Can we verify the operation within DWARFVerifier ?

Thanks for your review. DIExpression::ExprOperand::getSize() does special handling for operators with size >1, default case is 1. Since DW_OP_push_object_address doesnt have argument, its size is 1. it need not special mention.

switch (Op) {
case dwarf::DW_OP_LLVM_convert:
case dwarf::DW_OP_LLVM_fragment:
case dwarf::DW_OP_bregx:
  return 3;
case dwarf::DW_OP_constu:
case dwarf::DW_OP_consts:
case dwarf::DW_OP_deref_size:
case dwarf::DW_OP_plus_uconst:
case dwarf::DW_OP_LLVM_tag_offset:
case dwarf::DW_OP_LLVM_entry_value:
case dwarf::DW_OP_regx:
  return 2;
default:
  return 1;
}

OK, good, thanks!
I think you can add a testcase with an invalid use of push_object_address operation (such as !DIExpression(DW_OP_push_object_address, DW_OP_something)).

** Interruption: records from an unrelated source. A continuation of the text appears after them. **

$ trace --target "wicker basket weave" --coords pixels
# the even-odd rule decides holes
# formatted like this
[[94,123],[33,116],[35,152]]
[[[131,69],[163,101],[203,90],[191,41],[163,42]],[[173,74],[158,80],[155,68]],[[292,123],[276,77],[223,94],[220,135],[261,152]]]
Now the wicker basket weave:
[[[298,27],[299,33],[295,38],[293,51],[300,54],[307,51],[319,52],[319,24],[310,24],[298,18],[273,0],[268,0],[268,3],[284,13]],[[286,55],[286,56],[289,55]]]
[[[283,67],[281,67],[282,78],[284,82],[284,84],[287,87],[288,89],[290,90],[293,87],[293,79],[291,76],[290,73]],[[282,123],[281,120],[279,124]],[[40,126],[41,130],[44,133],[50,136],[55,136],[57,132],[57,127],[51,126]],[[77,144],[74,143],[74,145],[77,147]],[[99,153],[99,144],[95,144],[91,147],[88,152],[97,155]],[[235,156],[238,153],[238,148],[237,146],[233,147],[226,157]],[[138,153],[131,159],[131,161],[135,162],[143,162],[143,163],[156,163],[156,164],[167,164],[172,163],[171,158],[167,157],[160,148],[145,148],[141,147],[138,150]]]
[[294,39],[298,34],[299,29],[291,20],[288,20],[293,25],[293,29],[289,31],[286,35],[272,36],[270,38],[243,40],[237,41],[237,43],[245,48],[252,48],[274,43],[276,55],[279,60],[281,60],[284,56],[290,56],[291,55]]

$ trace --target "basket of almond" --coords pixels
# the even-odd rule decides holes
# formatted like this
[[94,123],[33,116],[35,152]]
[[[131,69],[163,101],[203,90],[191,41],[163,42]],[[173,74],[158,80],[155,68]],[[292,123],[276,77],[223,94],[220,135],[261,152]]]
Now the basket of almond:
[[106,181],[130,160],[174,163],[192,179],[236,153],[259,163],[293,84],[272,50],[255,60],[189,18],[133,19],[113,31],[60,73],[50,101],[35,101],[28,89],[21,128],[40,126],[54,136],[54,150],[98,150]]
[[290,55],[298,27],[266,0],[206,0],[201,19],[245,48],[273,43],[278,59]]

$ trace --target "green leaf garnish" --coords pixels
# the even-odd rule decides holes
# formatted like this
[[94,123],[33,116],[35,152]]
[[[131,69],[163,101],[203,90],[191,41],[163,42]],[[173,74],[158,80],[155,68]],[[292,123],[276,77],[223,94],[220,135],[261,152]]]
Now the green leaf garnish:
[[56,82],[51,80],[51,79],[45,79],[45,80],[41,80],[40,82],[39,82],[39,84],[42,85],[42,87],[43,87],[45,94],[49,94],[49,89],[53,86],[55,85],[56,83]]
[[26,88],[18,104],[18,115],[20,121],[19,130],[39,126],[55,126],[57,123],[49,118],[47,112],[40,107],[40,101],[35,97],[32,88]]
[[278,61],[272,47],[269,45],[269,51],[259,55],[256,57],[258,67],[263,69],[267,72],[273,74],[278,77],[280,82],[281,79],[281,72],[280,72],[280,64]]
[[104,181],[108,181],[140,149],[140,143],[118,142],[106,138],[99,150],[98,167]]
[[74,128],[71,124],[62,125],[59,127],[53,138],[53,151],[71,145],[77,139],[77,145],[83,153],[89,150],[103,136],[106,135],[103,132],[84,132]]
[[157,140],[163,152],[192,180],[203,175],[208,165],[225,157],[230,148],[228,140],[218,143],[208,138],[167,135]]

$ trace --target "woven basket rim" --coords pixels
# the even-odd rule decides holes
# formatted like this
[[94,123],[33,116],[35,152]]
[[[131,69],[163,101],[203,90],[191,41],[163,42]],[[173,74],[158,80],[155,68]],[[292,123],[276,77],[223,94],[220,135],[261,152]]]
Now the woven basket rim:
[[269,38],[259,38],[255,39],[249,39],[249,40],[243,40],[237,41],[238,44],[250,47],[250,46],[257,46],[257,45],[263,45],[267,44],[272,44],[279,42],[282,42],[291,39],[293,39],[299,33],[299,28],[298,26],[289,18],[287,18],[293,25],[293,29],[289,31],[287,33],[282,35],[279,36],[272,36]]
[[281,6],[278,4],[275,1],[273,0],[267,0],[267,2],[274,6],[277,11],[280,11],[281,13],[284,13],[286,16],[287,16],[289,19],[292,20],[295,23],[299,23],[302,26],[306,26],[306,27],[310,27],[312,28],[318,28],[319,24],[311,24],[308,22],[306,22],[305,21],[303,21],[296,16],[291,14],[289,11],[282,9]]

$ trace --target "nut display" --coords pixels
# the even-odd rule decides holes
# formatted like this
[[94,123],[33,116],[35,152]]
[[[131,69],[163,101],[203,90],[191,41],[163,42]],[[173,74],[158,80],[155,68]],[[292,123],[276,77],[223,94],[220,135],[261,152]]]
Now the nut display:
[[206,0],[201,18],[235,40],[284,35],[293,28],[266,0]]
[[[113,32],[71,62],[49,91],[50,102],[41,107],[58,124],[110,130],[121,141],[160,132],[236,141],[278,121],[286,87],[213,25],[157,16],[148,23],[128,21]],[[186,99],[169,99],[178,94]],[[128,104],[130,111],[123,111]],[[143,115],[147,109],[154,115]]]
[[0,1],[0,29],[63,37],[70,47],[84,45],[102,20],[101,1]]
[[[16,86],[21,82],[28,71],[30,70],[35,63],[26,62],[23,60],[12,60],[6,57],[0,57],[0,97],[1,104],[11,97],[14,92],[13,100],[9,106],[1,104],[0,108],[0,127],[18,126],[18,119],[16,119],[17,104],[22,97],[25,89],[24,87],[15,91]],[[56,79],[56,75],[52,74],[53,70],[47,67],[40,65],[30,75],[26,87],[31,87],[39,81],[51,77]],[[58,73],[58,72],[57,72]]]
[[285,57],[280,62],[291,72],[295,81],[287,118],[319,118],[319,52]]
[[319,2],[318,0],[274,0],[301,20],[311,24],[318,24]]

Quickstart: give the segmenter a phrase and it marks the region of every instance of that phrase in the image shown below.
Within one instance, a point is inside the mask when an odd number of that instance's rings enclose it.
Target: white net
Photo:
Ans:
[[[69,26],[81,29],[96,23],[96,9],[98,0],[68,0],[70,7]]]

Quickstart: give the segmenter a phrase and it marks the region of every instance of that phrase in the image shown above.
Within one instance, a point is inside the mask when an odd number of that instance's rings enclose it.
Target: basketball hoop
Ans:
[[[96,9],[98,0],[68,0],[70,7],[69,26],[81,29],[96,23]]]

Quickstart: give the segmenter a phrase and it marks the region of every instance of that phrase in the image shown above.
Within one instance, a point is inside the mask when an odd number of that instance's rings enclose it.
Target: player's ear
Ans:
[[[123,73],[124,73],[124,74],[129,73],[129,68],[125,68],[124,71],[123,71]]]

I did not have any special verification for this (may be like other single sized operators), Please do let me know if have any verification in mind.

llvm/test/DebugInfo/dwarfdump-pushobjectaddress.ll
2

The recommendation is (I've learned this recently) using double ; for high-level comments.

8

Likewise.

14

Likewise.

Can you explain in more detail how flang is going to use this? In LLVM DIExpressions expressions we currently never refer to the SSA values that are bound to the expression via a dbg.value/dbg.declare from within the expression. We've had discussions about how to do this in the past (see https://reviews.llvm.org/D70642 and the discussions preceding it) and I would like to make sure that this fits well into the design.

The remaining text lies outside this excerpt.